Create a HTTP server from the command line

Sometimes when prototyping I just need a HTML file and a little bit of CSS. Viewing this with a local server is a lot more true to form than opening the file in a browser. Here's how to do it in a few different languages, depending on what you have installed.

For the sake of brevity, I'm going to assume you have a file called index.html in your current directory, and you're running the commands from that directory.


Good ol' Python makes it easy and built-in. Just run the following command:

python3 -m http.server

This will start a server on port 8000, and to change that port just pass it like so: python3 -m http.server 8001.

Python is probably a lot more commonly installed than other options, so this is a good first one to try.


Hat tip to PHP here for keeping it simple:

php -S localhost:8000

The syntax here should look familiar, but PHP doesn't assume anything with your port, so don't forget to pass one.


Rust doesn't ship with a built-in server, but it makes it easy to get one.

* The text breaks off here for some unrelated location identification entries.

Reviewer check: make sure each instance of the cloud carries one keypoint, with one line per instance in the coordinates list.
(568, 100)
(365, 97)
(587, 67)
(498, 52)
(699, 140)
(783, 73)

I've used cargo-server project link, which you'll need to install first with cargo.

cargo install cargo-server

This isn't instant, but it's pretty quick. Once it's done, you can run the following command to get a server on port 8000:

cargo server

Change the port by passing --port <port>.


Lastly, I use http-server project link, which uses npx. You can install http-server globally, but I prefer to use npx to avoid global installs.

npx http-server

http-server takes a few options, but the only one I find myself using is -p to specify the port. By default, it uses 8080.